The most promising methodologies in terms of accuracy and performance have been implemented in a software prototype that has been validated on selected industrial test cases. The obtained results have shown that:
1) The new methodologies are able to create models with a higher accuracy and consequently are able to manage a greater number of design variables (MOS widths and lengths etc. etc.), environment variables (bias Voltage, temperature, etc. etc.) and process variables (statistically described through Gaussian or uniform distribution)
2) The new methodologies are better performing in terms of time requirements because they allow the extraction of behavioural models with a reduced number training points. Less training points means less circuit simulations which translates in a considerably reduction of the usage of the hardware resources needed for model generation
3) The new optimization algorithms investigated during the project are able to reach an accuracy comparable with the reference methodologies based on the maximization of the worst case distances which, however, has shown always a higher accuracy for each test case taken into consideration

In addition, two more activities, not planned at the beginning of the project, have been carried out:
• A new methodology based on the combined usage of Artificial Neural Network and Bezier curves for the generation of statistical aware circuit models that can speed up time domain simulations has been investigated. The preliminary results have been very promising and have set the basis of future research and development activities.
• The MANON eDFY methodologies have been extended to the digital domain. A CMOS library has been built as additional test case. The target of this activity was to set up a circuit test case with strong non-linearity for optimization and modelling in the context of Design for Yield. The circuits have been characterized in 45 nm, 32 nm and 22 nm technology. Experiments on the optimization of digital standard cells (flip-flop) taken from the library have been conducted leading to partially successful results.
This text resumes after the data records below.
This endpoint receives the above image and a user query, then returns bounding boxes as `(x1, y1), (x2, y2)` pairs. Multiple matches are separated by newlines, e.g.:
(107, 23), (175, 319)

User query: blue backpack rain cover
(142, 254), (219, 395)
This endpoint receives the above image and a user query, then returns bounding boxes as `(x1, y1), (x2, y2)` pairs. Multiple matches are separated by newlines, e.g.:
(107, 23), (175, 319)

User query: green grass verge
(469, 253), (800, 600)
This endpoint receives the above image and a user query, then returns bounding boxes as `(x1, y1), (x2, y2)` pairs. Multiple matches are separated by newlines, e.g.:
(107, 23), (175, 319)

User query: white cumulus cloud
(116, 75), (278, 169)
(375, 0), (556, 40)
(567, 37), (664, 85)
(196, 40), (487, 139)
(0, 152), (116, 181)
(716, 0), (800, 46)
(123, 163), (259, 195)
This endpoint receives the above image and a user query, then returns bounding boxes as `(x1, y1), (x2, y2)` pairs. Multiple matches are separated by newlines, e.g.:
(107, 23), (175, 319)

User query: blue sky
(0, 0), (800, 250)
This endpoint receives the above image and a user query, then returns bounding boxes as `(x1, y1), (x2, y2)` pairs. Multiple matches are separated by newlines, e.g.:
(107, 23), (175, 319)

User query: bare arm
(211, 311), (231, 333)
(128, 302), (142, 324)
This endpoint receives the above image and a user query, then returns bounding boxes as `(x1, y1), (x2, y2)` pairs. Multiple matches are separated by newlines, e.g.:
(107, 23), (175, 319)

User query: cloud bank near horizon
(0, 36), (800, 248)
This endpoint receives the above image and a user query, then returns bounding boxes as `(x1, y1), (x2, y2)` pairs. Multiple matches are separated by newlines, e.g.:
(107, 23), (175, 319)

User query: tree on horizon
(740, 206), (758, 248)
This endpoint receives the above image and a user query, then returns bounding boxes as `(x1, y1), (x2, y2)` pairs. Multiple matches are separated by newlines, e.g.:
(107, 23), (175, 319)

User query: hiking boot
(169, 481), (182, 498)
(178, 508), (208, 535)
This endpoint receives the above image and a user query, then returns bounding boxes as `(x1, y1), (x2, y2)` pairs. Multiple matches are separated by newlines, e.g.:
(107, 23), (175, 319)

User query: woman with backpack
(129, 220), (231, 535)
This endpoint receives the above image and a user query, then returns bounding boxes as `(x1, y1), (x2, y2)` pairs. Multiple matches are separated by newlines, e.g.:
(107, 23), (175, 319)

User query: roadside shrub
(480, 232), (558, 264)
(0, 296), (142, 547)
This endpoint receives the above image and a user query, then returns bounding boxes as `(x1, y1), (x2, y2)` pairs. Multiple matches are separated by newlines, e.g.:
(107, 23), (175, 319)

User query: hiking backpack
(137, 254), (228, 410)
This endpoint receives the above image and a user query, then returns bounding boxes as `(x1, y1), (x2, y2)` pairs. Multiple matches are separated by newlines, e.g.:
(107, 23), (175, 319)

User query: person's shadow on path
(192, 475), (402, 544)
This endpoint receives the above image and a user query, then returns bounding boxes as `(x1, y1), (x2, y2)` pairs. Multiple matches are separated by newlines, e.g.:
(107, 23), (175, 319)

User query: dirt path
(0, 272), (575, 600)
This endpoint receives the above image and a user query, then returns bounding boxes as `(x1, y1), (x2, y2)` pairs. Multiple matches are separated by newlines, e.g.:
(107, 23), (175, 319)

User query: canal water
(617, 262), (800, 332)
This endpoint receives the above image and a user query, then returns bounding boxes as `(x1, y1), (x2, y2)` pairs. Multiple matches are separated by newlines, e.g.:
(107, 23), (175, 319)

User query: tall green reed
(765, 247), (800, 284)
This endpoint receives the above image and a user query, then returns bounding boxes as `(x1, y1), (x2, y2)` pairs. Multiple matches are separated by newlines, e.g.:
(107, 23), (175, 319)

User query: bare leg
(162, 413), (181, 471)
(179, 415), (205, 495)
Overall, we can conclude that the success criteria defined at the beginning of the project have been reached, with a considerable improvement in terms of accuracy and computational effort mainly observed in the phase of surrogate models generation. An important outcome of the entire project is the software prototype, which has proved to be really useful and usable in ST’s industrial environment.

From the Transfer of Knowledge point of view, MANON has given the possibility to involve in the project two More Experienced Researchers (MER) for 24 months from outside the Consortium. ST has had the opportunity to send an Experienced Researcher (ER) for 18 months at ITWM premises, and 6 months at Sapienza University in Rome. The ST’s ER has acquired competences in the field of Support Vector Machines and Artificial Neural Networks, symbolic methods and optimization algorithms applied to the design of electronic circuits and has shared the ST IPs (Intellectual Properties) and design workflow.
An Early Stage Researcher (ESR) from ITWM has been trained for 24 months in ST inside the industrial environment. From UNIRM two ESRs have been seconded for 14 months to complement their PHD works with a training on the job inside a semiconductor industry (in the design centre) and in an EDA software house. The former has spent six months in ST and two months in MUNEDA. The latter has spent in MUNEDA 6 months.